Eating insects? Isn't that a taboo?

For many of us in the Western world, insects are considered undesired "pests". Very few people know that there are actually many more useful than harmful insects. Bees provide us with delicious honey and wax in addition to pollinating our plants, and many insects do a great job fighting other, truly harmful pests in an organic way. Yet insects as food for people or in our loyal four-legged friends' bowls? At the very thought of it, many people feel disgust initially. But where does this reaction come from? The feeling of disgust is an emotion we are born with. What exactly provokes disgust within us is primarily influenced by our cultural background and the society in which we live. What is "disgusting" in Western countries, may very well be a completely normal source of food in other parts of the world. According to the Food and Agriculture Organization of the United Nations, insects figure on the traditional menu for roughly 2 billion people. More than 1900 insect species are used as a source of food for human consumption. Many types of insects are even considered a gourmet specialty. There are many other good reasons to be open to using insects for human and animal food:

Insects are good for our climate

Meat production leads to considerable environmental damage. Using insects in dog food can make a great contribution to climate protection because producing them is clearly better for the environment. Here's a detailed look:

  • Greenhouse Gases

The emission of greenhouse gases on a global level is due in large part to the production of animal-based foodstuffs, whether intended for human or animal consumption. The production of 1 kg beef results in 175 kg greenhouse gases. The production of 1 kg insect protein results in the relatively small amount of 14 kg.

  • Soil Pollution

Ammonia (NH3) is released via the excrement of livestock such as cattle or swine. This also has a negative impact on climate change and leads to the pollution of soil and water. In comparison to raising pigs, raising insects releases much less ammonia: pigs produce 1140 mg NH3 per kg of weight gained; insects on the other hand, only 1 mg NH3.

  • Water Consumption

In the future, access to water will become more and more difficult: the organisation Welthungerhilfe estimates that roughly 3 billion people will suffer from water shortage in 2025. Meat production contributes considerably to this problem. 1 kg meat has a "water footprint" of approximately 15,000 liters in comparison to 4,000 liters for 1 kg of mealworms. Raising mealworms requires a lot less water than for cattle because they are much more resistent to lack of water.

  • Land Use

The production of meat and other animal-based food uses up a large portion of the land available around the world for agriculture. In order to produce 1 kg of beef protein, ten times more land is required than for the production of 1 kg insect protein from mealworms, for example.

  • Food Shortage

Because, by the year 2030, we will need to feed over 9 billion people along with billions of animals, food shortage will be a major issue. Insects are cold-blooded and therefore, in comparison to conventional livestock, process their feed much more efficiently. On average, insects can transform 2 kg of feed into 1 kg of insect mass. Cattle, on the other hand, need 8 kg of feed to produce 1 kg of body mass. In addition, insects are very easy to please and can process feed with very high raw-fibre content that we people could never process so efficiently.
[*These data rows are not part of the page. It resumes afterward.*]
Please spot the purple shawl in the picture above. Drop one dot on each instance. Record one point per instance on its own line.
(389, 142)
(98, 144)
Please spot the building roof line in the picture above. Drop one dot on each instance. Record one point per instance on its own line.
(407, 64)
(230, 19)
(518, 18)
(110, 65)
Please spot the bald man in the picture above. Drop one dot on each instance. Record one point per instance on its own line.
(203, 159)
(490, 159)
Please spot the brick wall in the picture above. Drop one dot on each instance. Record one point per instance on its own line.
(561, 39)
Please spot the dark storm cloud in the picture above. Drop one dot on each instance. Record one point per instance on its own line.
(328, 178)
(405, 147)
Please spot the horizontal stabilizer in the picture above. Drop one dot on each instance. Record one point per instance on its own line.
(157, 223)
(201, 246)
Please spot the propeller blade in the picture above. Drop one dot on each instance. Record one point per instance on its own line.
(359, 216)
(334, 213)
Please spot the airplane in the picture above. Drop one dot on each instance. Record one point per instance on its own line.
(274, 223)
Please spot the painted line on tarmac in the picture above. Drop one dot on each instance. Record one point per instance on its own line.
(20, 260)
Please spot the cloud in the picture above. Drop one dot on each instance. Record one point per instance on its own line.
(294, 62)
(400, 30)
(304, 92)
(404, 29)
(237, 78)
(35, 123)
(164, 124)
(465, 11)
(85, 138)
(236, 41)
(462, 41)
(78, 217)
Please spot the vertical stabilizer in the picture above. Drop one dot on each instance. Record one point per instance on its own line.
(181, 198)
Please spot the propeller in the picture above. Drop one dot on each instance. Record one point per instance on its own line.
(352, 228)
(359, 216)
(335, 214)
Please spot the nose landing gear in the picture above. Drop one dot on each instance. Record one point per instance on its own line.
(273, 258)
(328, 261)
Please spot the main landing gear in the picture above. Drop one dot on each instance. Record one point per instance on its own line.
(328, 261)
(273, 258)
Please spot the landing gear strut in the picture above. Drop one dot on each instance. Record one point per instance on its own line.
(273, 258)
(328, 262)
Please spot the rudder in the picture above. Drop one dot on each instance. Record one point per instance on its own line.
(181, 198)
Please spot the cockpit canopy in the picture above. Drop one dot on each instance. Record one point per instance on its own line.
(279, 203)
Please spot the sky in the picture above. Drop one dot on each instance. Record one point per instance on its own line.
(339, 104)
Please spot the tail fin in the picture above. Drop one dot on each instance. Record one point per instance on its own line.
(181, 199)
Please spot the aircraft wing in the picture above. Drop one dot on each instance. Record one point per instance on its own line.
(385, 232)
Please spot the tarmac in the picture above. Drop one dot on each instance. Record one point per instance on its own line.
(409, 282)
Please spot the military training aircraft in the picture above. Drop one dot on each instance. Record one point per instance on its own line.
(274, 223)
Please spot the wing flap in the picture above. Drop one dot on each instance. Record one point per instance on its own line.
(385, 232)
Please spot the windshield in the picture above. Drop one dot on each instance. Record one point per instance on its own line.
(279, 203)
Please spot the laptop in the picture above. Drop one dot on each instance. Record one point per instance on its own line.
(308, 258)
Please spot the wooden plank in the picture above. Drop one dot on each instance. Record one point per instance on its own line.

Insects are a valuable source of protein

Insects help protect our environment and, at the same time, are good for feeding our four-legged companions. Dog food with insect protein is at least as good as dog food with conventional meat. Insects provide not only valuable proteins, but also precious fatty acids and mineral substances.

Ecologically speaking, it makes sense to use insects in dog food. They use fewer resources and provide an excellent supply of protein. In addition, insects are the ideal basis for hypoallergenic kibble since they have only been used seldomly as a source of protein in dog food in the past. With InsectDog hypoallergenic, we offer a solution to dogs with nutrient intolerances. And we are giving responsible dog owners the opportunity to help protect the environment.